Mali: la Cedeao lève ses sanctions contre le pouvoir militaire de Bamako

Mali: la Cedeao lève ses sanctions contre le pouvoir militaire de Bamako

Par Marie-France Cros.

Sept semaines après le “coup d’Etat des colonels” au Mali, Bamako avait annoncé lundi soir la composition de son gouvernement “de transition”.

Aux militaires et ex-militaires déjà en poste – le chef de l’Etat, le colonel-major en retraite Bah N’Daw; le vice-Président, le colonel Assimi Goita, chef de la junte putschiste; et le Premier ministre, le colonel en retraite Moctar Ouane – viennent s’ajouter quatre nouveaux colonels (dont trois membres de la junte) à la Défense, la Sécurité, la Réconciliation nationale et l’Administration territoriale.

Moins que ce que les civils exigeaient

Les efforts de diversification consentis par la junte pour tenter de satisfaire la communaité internationale, opposée au putsch, se traduisent par l’attribution de quatre portefeuilles à des femmes; deux à l’ex-rébellion touarègue (Agriculture et Pêche, Jeunesse et Sports); deux aux ex-milices pro-Bamako opposées aux Touaregs (Travail, Maliens de l’extérieur) ainsi que le poste de porte-parole du gouvernement; trois maroquins vont à la coalition civile qui avait organisé les manifestations contre le président déposé Ibrahim Boubacar Keïta, dit “IBK”, soit moins que ceux des militaires, contrairement à ce qu’elle exigeait.

Ce à quoi les militaires ont renoncé

La junte a renoncé aux “trois ans” de transition qu’elle avait d’abord annoncés, pour accepter, lors de négociations avec la Cedeao, “18 mois maximum” à compter du 15 septembre.

Elle a supprimé sa première décision qui faisait du vice-Président – chef de la junte – le remplaçant du chef de l’Etat si celui-ci était empêché.

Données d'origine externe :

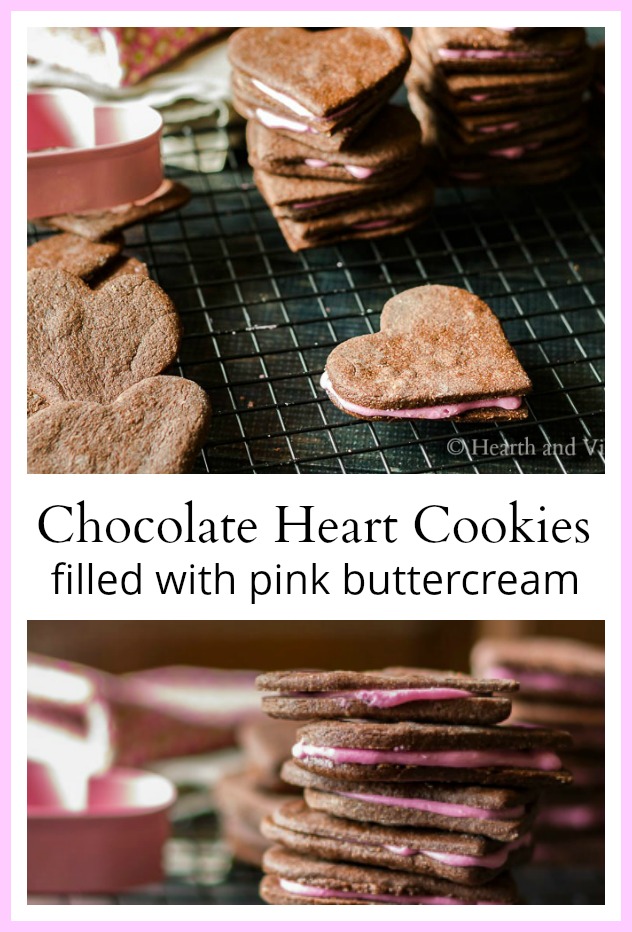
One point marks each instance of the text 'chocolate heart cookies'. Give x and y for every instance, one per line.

Elle a aussi renoncé à confier la Défense, la Sécurité et la Refondation de l’Etat à ce même chef de la junte, pour les attribuer à d’autres membres de celle-ci.

La Cedeao qui avait, elle, renoncé à demander le rétablissement de l’impopulaire Président déposé, a cependant levé ses sanctions pour « soutenir » la transition vers un régime civile. Elle continue cependant à réclamer la dissolution de la junte et la libération des militaires et civils arrêtés lors du putsch.

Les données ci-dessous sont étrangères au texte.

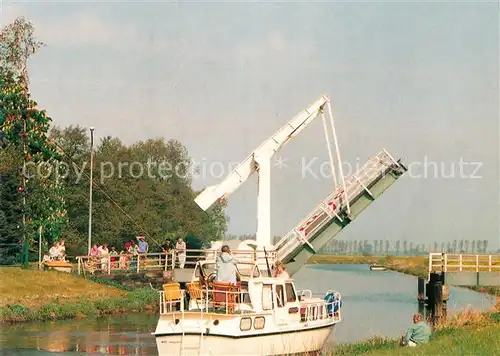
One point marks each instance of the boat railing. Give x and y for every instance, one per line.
x=221, y=298
x=305, y=293
x=165, y=261
x=463, y=262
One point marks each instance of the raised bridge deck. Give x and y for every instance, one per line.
x=466, y=269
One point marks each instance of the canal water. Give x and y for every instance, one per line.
x=374, y=303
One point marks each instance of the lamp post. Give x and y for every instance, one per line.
x=90, y=190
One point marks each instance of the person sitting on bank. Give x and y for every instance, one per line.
x=226, y=266
x=418, y=333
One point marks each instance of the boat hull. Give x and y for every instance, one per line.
x=279, y=343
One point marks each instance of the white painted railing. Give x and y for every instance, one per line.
x=229, y=302
x=335, y=203
x=455, y=262
x=165, y=261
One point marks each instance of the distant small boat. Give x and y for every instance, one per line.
x=377, y=268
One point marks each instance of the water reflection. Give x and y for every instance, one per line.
x=375, y=303
x=113, y=335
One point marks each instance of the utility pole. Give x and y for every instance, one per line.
x=90, y=192
x=26, y=247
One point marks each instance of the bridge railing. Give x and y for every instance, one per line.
x=458, y=262
x=165, y=261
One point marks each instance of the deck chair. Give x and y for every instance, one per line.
x=172, y=294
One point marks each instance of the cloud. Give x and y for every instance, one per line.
x=72, y=29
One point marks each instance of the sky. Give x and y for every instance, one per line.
x=417, y=78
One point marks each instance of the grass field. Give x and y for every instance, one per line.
x=27, y=295
x=413, y=265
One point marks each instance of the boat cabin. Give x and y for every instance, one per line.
x=254, y=292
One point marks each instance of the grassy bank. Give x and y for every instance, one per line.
x=27, y=295
x=468, y=333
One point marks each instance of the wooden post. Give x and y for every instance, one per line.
x=421, y=295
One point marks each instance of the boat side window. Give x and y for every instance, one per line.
x=267, y=297
x=290, y=293
x=280, y=296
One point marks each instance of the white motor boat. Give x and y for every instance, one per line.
x=260, y=315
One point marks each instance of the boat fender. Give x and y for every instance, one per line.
x=330, y=299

Dures sanctions économiques

Celles-ci, décrétées au lendemain du putsch étaient sévères, alors que le Mali, pays pauvre, était secoué depuis des mois par des protestations populaires contre, précisément, la pauvreté ainsi que la corruption qui l’aggrave.

Les transferts financiers du Mali étaient bloqués ainsi que ses frontières avec les voisins – une catastrophe pour ce pays enclavé. Bamako n’avait plus voix au chapitre dans les décisions de la Cedeao. Certains économistes maliens craignaient que le gouvernement malien soit, sous peu, incapable de payer les salaires des fonctionnaires, ce qui aurait frappé durement les commerçants qui vivent largement de cette classe moyenne. Nombre d’entre eux étaient déjà entravés par le blocage aux frontières de leurs marchandises ainsi que du matériel nécessaire pour faire tourner la production manufacturière locale;  des mises au chômage étaient redoutées. Sans compter que l’importante population d’éleveurs ne pouvait plus vendre son bétail dans les pays voisins.

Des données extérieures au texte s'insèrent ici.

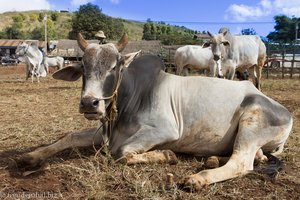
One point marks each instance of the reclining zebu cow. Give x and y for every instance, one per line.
x=160, y=113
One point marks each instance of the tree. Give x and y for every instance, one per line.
x=54, y=16
x=89, y=19
x=284, y=29
x=248, y=31
x=13, y=32
x=147, y=31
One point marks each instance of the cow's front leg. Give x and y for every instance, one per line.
x=135, y=149
x=78, y=139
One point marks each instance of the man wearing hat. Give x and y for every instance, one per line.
x=100, y=36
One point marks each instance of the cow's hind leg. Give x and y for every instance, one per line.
x=136, y=148
x=78, y=139
x=254, y=132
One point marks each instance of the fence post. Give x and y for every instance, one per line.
x=293, y=60
x=268, y=54
x=282, y=65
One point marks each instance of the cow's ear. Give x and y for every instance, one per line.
x=210, y=35
x=70, y=73
x=225, y=43
x=206, y=44
x=128, y=58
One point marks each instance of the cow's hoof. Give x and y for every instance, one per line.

Lundi, le Mali – qui y est éligible – n’avait pas été retenu parmi les 28 pays les plus pauvres qui bénéficieront d’une aide d’urgence du FMI (allègements de dette et fonds pour lutter contre le Covid) en raison du “manque de clarté pour savoir si la communaité internationale reconnaît” le gouvernement proposé par la junte.

Ce dernier est officiellement chargé d’organiser des élections générales, de redresser l’Etat et de rétablir la sécurité sur tout le territoire, dont Bamako ne contrôle plus que le tiers sud.